Rachel is a graduate of Green Corps, the field school for environmental organizing, during which she led campaigns with Clear the Air, Bluewater Network, Oceana, and the Fund for Public Interest Research in cities across the country. She came to Ceres from MoveOn PAC, where she was a field organizer for the Leave No Voter Behind campaign in New Hampshire.
Rachel holds a Bachelor of Arts from Duke University in Environmental Science and Policy, where her focus was on the intersection of public health and the environment
Dr. Michael K. Dorsey is Assistant Professor in Environmental Studies at Dartmouth College in Hanover, N.H. He holds degrees from the University of Michigan's School of Natural Resources and Environment, Yale's Forestry School, and the Anthropology Department at Johns Hopkins University.
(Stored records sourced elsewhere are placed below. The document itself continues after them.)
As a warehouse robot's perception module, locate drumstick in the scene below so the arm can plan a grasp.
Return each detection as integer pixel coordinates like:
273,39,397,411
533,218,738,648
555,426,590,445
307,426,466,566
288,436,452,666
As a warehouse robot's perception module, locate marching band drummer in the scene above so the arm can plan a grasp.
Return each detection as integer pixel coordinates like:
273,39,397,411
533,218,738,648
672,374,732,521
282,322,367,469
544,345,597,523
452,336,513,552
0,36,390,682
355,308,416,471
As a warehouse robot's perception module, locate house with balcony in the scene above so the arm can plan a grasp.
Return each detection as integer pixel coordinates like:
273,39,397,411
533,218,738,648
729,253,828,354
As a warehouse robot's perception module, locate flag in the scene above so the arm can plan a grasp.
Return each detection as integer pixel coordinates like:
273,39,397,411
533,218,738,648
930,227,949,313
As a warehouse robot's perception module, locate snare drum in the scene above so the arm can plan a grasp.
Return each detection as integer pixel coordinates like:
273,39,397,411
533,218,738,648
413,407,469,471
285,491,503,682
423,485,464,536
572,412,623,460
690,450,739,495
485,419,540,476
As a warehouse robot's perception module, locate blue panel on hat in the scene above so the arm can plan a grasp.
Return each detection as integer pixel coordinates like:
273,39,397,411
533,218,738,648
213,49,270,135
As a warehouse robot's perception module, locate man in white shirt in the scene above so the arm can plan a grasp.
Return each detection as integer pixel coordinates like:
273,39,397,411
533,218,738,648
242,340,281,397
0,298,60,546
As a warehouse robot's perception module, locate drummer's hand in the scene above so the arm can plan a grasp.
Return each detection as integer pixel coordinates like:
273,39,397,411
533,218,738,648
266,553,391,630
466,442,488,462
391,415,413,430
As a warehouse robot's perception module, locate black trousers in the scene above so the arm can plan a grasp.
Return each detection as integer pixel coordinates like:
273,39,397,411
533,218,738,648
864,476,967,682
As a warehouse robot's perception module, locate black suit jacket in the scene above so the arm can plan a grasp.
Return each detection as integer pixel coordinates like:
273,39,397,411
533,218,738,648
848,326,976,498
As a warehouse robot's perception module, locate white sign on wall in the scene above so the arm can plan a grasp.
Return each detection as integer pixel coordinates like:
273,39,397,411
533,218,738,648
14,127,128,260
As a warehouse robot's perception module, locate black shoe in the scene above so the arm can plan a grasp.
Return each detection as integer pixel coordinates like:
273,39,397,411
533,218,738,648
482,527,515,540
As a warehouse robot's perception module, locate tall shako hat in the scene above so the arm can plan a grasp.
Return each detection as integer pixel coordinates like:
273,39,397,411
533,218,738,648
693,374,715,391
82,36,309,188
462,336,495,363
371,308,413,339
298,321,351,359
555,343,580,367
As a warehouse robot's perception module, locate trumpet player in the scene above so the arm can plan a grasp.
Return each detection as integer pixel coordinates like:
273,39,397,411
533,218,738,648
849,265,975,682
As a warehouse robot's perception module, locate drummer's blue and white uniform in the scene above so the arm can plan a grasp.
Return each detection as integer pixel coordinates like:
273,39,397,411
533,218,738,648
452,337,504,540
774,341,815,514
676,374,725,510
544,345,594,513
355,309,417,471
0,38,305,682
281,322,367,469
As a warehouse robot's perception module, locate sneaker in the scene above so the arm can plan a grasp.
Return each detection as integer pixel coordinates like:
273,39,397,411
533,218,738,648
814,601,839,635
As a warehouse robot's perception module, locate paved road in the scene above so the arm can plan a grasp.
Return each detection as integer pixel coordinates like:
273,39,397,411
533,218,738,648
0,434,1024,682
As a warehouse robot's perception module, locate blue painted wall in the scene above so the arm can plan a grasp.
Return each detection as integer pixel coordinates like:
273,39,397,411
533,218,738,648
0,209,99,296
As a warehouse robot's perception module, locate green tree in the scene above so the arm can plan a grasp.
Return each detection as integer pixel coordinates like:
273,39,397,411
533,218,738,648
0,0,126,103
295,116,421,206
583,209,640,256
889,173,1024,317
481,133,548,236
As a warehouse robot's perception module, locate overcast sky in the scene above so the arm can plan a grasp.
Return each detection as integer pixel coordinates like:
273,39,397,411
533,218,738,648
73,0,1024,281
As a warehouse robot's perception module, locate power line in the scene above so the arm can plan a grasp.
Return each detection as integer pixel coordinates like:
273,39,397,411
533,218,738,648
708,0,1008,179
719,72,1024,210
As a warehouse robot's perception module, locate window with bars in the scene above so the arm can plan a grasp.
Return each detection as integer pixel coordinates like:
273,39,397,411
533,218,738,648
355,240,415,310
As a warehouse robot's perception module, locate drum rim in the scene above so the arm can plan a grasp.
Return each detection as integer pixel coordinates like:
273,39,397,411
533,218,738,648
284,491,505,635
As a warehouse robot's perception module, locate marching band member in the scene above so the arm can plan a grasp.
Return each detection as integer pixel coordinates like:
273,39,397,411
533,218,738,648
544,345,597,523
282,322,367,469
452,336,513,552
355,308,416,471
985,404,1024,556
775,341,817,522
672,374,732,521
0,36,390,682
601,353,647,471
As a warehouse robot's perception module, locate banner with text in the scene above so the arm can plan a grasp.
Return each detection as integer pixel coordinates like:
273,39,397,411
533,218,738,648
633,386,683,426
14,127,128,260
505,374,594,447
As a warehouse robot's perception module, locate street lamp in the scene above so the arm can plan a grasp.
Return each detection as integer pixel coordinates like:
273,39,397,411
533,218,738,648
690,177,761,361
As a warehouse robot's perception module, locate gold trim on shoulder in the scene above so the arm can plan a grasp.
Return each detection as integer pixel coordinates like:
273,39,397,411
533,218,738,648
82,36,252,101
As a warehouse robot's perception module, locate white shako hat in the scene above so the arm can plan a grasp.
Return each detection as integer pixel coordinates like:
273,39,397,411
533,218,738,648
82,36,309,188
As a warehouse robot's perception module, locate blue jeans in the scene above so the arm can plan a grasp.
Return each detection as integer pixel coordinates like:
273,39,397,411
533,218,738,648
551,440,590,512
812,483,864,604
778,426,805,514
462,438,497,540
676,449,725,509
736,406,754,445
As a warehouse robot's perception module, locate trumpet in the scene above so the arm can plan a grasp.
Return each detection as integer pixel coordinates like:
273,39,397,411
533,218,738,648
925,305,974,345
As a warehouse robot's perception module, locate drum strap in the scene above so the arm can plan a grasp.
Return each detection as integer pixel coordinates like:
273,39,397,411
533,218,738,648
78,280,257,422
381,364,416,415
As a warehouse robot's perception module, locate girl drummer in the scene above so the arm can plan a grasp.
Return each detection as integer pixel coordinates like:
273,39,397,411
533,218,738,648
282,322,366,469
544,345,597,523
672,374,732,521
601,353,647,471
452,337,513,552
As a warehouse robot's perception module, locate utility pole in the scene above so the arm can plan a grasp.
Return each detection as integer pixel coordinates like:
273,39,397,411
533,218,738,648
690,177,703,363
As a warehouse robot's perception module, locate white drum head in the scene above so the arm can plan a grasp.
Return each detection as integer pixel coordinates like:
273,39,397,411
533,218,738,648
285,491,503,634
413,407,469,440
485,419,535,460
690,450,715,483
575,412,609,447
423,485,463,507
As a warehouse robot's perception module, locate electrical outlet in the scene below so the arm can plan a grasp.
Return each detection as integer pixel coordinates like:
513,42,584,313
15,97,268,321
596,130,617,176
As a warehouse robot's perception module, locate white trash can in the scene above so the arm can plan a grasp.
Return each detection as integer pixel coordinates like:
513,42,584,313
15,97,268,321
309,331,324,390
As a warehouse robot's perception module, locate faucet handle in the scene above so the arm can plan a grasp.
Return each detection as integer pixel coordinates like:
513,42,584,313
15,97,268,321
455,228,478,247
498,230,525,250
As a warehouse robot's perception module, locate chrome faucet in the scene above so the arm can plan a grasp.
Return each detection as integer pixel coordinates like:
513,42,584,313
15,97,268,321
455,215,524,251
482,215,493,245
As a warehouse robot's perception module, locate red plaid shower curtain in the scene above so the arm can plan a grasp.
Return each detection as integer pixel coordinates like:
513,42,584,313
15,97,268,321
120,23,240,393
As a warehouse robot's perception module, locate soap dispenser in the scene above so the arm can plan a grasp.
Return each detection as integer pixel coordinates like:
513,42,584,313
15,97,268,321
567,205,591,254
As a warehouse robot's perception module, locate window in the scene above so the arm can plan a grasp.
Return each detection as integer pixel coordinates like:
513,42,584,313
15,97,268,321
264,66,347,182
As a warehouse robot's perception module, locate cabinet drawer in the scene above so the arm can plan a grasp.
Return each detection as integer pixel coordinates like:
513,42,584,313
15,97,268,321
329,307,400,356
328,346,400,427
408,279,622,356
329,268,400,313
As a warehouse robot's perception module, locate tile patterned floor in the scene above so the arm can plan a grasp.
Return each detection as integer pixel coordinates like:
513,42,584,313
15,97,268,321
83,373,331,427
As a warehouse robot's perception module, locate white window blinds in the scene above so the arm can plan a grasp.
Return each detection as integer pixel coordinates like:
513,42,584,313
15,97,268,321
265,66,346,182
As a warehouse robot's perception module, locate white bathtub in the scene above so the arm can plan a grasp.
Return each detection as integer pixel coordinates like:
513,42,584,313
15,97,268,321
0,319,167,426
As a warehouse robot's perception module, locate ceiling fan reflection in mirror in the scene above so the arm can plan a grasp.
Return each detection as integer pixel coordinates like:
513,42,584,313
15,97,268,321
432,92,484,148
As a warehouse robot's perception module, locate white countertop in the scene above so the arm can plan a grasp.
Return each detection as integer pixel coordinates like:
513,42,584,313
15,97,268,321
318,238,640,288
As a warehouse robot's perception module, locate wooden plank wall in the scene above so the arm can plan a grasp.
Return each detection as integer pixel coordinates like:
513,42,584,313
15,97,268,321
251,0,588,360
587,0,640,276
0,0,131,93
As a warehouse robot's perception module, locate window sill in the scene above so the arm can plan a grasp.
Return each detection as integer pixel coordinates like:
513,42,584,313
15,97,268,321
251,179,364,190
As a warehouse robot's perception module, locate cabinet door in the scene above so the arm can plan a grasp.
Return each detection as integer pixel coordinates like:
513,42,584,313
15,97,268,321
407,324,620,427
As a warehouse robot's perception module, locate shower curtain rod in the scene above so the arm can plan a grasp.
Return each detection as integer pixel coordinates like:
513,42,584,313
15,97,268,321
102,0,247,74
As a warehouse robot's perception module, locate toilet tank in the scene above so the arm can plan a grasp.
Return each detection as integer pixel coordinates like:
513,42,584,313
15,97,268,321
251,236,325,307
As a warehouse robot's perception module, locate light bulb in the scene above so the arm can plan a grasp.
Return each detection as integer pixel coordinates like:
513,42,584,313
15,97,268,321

Dorsey's research involves international and domestic environmental (in)justice, with a sub-focus on resource management conflicts. He is writing a volume examining bio-commerce in Ecuador's Upper Amazon Basin.
Dorsey teaches courses on the above as well as on international environmental policy issues. He has been a lecturer at Rijksuniversiteit Groningen in the Netherlands, Kungliga Tekniska Högskolan in Sweden, and at the University of Witswaterstrand in South Africa.